Di Braccio contesta quanto riportato nell’articolo pubblicato da ReteAbruzzo, precisando di non essere mai stato un imprenditore agricolo e di non aver mai beneficiato di fondi europei destinati al settore.

“In riferimento all’articolo pubblicato in data odierna da questa redazione – scrive Di Braccio – leggo con stupore di essere diventato improvvisamente un imprenditore che avrebbe utilizzato in maniera illecita gli strumenti di accesso ai fondi europei destinati all’agricoltura.

Mi preme evidenziare che il sottoscritto non è mai stato imprenditore né tantomeno ha mai richiesto o percepito fondi europei legati all’agricoltura”.

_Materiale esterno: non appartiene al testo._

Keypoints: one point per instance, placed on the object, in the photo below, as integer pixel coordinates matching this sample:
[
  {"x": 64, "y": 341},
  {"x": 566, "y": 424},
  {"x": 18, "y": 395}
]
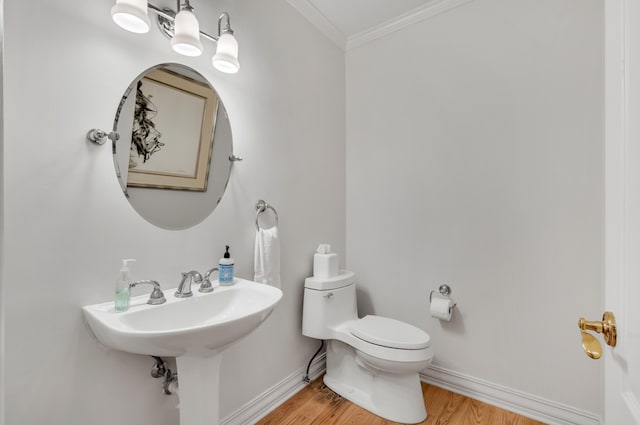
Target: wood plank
[{"x": 318, "y": 405}]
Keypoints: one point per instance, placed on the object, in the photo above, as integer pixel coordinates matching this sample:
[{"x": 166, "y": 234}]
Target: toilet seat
[{"x": 390, "y": 333}]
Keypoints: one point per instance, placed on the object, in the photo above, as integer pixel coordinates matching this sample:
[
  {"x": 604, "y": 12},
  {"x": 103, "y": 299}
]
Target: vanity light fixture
[{"x": 182, "y": 28}]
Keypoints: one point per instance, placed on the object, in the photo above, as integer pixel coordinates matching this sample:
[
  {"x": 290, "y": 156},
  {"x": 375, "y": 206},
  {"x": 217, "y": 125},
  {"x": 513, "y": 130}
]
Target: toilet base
[{"x": 393, "y": 396}]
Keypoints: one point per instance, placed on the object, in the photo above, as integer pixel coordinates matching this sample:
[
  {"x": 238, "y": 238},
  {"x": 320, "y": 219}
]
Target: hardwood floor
[{"x": 318, "y": 405}]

L’imputato precisa quindi che il rinvio a giudizio nei suoi confronti riguarda un’ipotesi di reato diversa da quella contestata agli altri imputati.

Nello specifico, gli viene contestata la violazione dell’articolo 326 del codice penale, relativo alla rivelazione di segreti d’ufficio.

Secondo l’accusa, quando era consigliere comunale del Comune di Gagliano Aterno, avrebbe contattato Mauro Salvatore Maggi chiedendogli di recarsi nel pomeriggio negli uffici comunali per aiutarlo a reperire la documentazione relativa ai pascoli degli anni 2017 e 2018.

Si trattava di atti richiesti dalla polizia giudiziaria, su delega della Procura della Repubblica di Sulmona, nell’ambito dell’indagine riguardante i terreni a uso civico concessi ai privati dal Comune.

Di Braccio conclude ribadendo la propria estraneità alle accuse: “Ritengo comunque che nel corso del processo avrò modo di dimostrare la completa insussistenza delle accuse che mi sono state mosse”.

La precisazione interviene dopo l’articolo con cui era stato dato conto del rinvio a giudizio di sette persone nell’ambito dell’inchiesta della Procura europea sulla gestione dei fondi destinati ai pascoli.

Con questa nota, Di Braccio ha chiesto la pubblicazione integrale della propria rettifica, evidenziando che la sua posizione processuale è distinta da quella degli altri imputati per quanto riguarda le contestazioni relative all’indebita percezione di fondi europei.